Софочка гневалась. Марик очень не любил, когда Софочка гневалась, тогда она становилась очень и очень некрасивой: ее темная кожа темнела еще больше, нос словно раздувался, а глаза, напротив, тонули в складочках век, лишь поблескивая оттуда хитрыми угольками. Единственное, что не менялось на Софочкином лице, – губы. Пухлые, закатанные в глянцевый асфальт алой помады, они жили собственной жизнью.
Они ругались.
Очень грязно ругались. Так грязно, что Марик краснел и терялся.
– Софа, Софочка, милая моя, послушай, ты все неправильно поняла! – он сумел воспользоваться паузой. – Как ты могла подумать! Чтобы я тебе…
Колыхнулась грудь, мелко затрясся живот, перетянутый широким поясом, вздрогнули мягкие Софочкины плечи, а ручки сжались в кулаки. И перстни – как кастеты.
– Софочка, солнышко, ангел мой! Сколько раз говорил я тебе, чтобы ты не верила всяким там сплетницам! Да им за радость потрепать тебе нервы… они нарочно присочинят, лишь бы…
– Лишь бы тебя оклеветать, – сказала она уже совершенно спокойно. – Рассорить нас. Так?
– Да, да, да!
– Хорошо, – губы сжались, и это был очень нехороший знак. Эти губы могут съесть Марика, точнее не губы и не Софочка даже, но Софочкин папа, который в дочери своей единственной души не чает, который уже однажды предупреждал Марика, а вторым предупреждением в больницу отправить грозился. И ведь исполнит, непременно исполнит.
– Хорошо, Марик, если они врут, то скажи, где ты был ночью?
– Ночью? – Сердце ухнуло. Неужели она… но как? Он ведь сам подал чай и снотворное, которое она принимала каждый вечер, – у Софочки чуткий сон и тонкая душевная организация, Софочке без снотворного не заснуть. И Марик лично следил, чтобы она засыпала.
– Ночью, ночью. – Щелкнули пальцы, сыпанули светом камни в кольцах. – Где-то в четыре утра ты встал, оделся и вышел. А вернулся в семь. И уже тогда сделал вид, будто собираешься на работу. Марик, надеюсь, ты не думаешь, что я – дура? Марик, что ты молчишь?
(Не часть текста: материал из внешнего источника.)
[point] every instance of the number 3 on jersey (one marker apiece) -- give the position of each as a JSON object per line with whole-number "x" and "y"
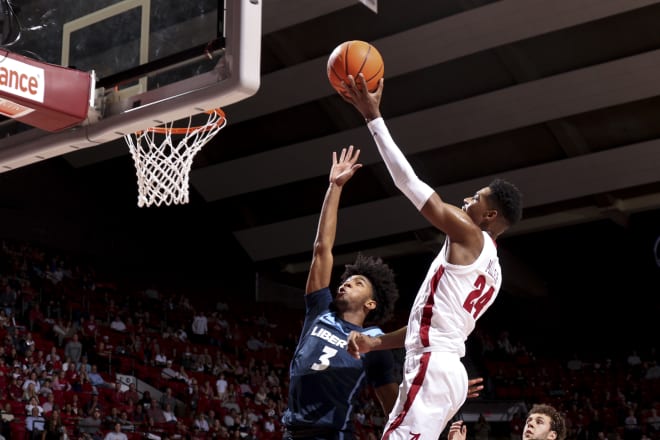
{"x": 324, "y": 359}
{"x": 477, "y": 299}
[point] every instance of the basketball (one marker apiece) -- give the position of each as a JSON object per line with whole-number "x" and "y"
{"x": 353, "y": 57}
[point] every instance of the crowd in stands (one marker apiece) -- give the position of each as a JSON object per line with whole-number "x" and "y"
{"x": 87, "y": 358}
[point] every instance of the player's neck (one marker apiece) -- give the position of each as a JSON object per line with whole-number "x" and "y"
{"x": 354, "y": 318}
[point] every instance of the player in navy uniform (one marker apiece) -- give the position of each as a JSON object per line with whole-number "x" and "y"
{"x": 325, "y": 379}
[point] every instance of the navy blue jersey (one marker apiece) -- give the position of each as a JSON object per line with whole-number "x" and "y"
{"x": 324, "y": 379}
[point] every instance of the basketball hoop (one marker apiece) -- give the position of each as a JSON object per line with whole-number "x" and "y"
{"x": 162, "y": 167}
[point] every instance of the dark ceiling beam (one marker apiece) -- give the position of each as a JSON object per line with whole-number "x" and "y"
{"x": 604, "y": 85}
{"x": 582, "y": 176}
{"x": 456, "y": 36}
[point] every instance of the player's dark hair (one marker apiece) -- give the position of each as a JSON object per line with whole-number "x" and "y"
{"x": 381, "y": 277}
{"x": 557, "y": 422}
{"x": 507, "y": 199}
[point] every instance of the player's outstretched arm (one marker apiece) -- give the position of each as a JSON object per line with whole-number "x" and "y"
{"x": 343, "y": 168}
{"x": 445, "y": 217}
{"x": 359, "y": 343}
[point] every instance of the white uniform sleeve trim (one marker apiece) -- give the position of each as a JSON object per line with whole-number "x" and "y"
{"x": 403, "y": 175}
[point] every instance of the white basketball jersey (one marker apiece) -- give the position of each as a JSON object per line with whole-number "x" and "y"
{"x": 451, "y": 299}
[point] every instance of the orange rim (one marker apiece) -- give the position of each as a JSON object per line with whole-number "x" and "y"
{"x": 187, "y": 130}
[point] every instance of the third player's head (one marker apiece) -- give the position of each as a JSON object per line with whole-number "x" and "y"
{"x": 544, "y": 422}
{"x": 368, "y": 284}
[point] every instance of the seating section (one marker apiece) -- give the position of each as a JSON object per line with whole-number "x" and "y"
{"x": 54, "y": 307}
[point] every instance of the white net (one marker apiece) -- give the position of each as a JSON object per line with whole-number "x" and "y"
{"x": 163, "y": 164}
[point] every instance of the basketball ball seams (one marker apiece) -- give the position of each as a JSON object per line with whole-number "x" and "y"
{"x": 352, "y": 58}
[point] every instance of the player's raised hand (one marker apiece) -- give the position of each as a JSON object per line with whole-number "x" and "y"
{"x": 344, "y": 167}
{"x": 457, "y": 431}
{"x": 359, "y": 343}
{"x": 366, "y": 102}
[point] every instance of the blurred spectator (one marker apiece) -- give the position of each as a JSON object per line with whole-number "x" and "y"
{"x": 35, "y": 424}
{"x": 118, "y": 324}
{"x": 116, "y": 433}
{"x": 55, "y": 429}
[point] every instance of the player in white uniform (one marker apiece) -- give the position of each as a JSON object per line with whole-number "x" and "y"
{"x": 462, "y": 282}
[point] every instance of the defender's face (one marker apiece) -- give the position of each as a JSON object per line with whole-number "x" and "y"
{"x": 476, "y": 205}
{"x": 538, "y": 427}
{"x": 356, "y": 290}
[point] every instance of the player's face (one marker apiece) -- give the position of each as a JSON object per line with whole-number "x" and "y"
{"x": 355, "y": 291}
{"x": 477, "y": 205}
{"x": 538, "y": 427}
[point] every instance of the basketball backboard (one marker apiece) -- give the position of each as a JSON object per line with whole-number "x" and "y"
{"x": 153, "y": 61}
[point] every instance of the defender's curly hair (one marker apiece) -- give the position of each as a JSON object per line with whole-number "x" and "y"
{"x": 507, "y": 199}
{"x": 381, "y": 277}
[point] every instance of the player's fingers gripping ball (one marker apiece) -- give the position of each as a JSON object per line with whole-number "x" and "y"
{"x": 354, "y": 57}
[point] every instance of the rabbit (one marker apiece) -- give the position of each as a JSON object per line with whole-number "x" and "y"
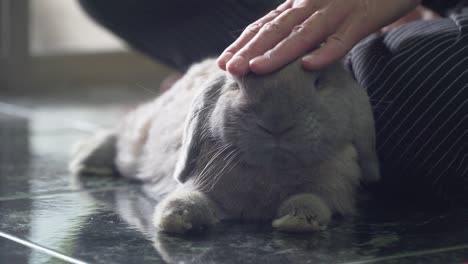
{"x": 290, "y": 148}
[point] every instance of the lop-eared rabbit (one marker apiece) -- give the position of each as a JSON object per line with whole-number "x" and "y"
{"x": 290, "y": 148}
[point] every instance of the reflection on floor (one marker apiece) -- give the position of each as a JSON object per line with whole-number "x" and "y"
{"x": 49, "y": 216}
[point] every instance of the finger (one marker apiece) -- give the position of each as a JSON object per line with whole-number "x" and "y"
{"x": 336, "y": 46}
{"x": 302, "y": 38}
{"x": 268, "y": 36}
{"x": 249, "y": 32}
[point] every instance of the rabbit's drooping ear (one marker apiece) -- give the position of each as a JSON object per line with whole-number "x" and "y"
{"x": 364, "y": 137}
{"x": 196, "y": 123}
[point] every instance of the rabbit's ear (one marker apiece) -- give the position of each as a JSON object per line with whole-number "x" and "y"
{"x": 196, "y": 123}
{"x": 364, "y": 138}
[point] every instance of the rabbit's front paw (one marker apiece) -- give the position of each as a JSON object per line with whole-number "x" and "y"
{"x": 185, "y": 211}
{"x": 302, "y": 213}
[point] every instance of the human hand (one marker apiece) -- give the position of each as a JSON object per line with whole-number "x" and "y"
{"x": 298, "y": 26}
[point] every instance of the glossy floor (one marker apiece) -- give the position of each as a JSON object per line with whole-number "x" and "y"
{"x": 49, "y": 216}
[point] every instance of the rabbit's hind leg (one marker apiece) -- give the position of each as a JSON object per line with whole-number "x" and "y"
{"x": 95, "y": 155}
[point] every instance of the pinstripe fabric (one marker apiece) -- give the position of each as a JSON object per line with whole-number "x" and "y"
{"x": 417, "y": 79}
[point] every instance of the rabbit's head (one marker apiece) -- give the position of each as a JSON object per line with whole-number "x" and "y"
{"x": 289, "y": 119}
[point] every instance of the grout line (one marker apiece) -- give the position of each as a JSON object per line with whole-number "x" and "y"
{"x": 42, "y": 249}
{"x": 410, "y": 254}
{"x": 24, "y": 112}
{"x": 52, "y": 194}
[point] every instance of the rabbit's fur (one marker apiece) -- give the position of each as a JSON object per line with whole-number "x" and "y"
{"x": 291, "y": 147}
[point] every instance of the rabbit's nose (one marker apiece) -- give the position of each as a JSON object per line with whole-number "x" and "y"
{"x": 275, "y": 131}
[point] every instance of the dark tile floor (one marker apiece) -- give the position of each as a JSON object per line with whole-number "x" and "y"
{"x": 49, "y": 216}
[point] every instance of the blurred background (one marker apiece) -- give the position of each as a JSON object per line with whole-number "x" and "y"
{"x": 53, "y": 46}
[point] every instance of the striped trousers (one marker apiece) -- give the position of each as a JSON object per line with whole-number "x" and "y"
{"x": 416, "y": 76}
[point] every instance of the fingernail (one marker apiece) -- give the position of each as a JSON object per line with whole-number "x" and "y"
{"x": 223, "y": 59}
{"x": 257, "y": 64}
{"x": 309, "y": 61}
{"x": 237, "y": 65}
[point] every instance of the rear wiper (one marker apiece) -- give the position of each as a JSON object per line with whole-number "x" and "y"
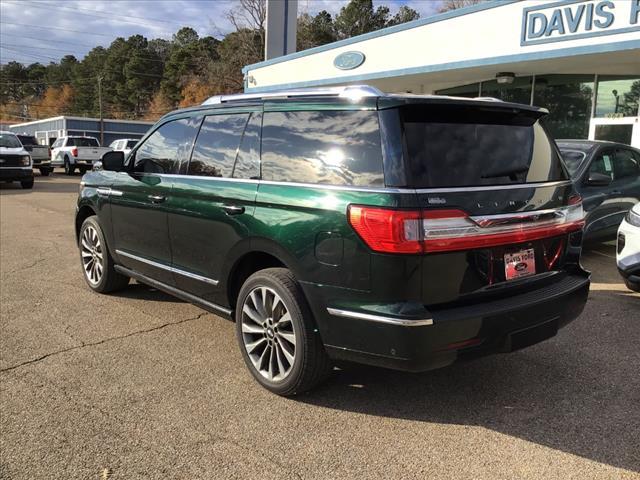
{"x": 511, "y": 173}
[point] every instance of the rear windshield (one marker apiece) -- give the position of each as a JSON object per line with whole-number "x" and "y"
{"x": 458, "y": 146}
{"x": 27, "y": 140}
{"x": 82, "y": 142}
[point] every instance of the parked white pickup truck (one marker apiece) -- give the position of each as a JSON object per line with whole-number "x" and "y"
{"x": 40, "y": 154}
{"x": 76, "y": 152}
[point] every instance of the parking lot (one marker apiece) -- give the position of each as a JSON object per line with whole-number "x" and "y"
{"x": 142, "y": 385}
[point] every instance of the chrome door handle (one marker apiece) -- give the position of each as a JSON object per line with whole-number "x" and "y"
{"x": 233, "y": 209}
{"x": 157, "y": 198}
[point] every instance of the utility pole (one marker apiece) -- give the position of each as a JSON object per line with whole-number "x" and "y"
{"x": 100, "y": 109}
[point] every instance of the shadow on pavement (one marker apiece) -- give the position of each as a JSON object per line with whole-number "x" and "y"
{"x": 54, "y": 183}
{"x": 139, "y": 291}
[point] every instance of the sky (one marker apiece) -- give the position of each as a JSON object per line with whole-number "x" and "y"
{"x": 44, "y": 30}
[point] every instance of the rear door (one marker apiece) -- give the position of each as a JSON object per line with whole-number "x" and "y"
{"x": 139, "y": 199}
{"x": 211, "y": 207}
{"x": 626, "y": 185}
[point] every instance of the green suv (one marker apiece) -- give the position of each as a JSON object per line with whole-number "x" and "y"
{"x": 345, "y": 224}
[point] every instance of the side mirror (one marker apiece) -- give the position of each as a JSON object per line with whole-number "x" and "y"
{"x": 113, "y": 161}
{"x": 598, "y": 179}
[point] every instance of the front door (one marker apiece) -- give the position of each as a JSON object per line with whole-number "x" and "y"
{"x": 211, "y": 207}
{"x": 139, "y": 199}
Или мне папе позвонить? Его попросить узнать, где это мой супруг шлялся?
– Я… я не шлялся. Софа, это… это очень и очень серьезное дело. Это не любовница, я тебе клянусь! Мамой клянусь! Всем святым, что есть, клянусь! Не любовница.
– А кто? – она не собиралась отступать, танк в кринолинах, бульдозер в шелках с позолоченным ковшом. Ручка… у Софочки не ручка – лапа. И Марика эта лапа не отпустит.
– Это… это касается одного дела. Я… я думаю, что Ряхов скоро рухнет, и если подсуетиться… И да, Софа, я хочу начать свое дело, мне надоело быть мальчиком на побегушках. Я достоин большего! И я это получу. Пожалуйста, пока я не могу сказать большего, но прошу тебя поверить.
Шелохнулись губы, будто решая, съесть или выплюнуть Марика, решили, растянулись в улыбке.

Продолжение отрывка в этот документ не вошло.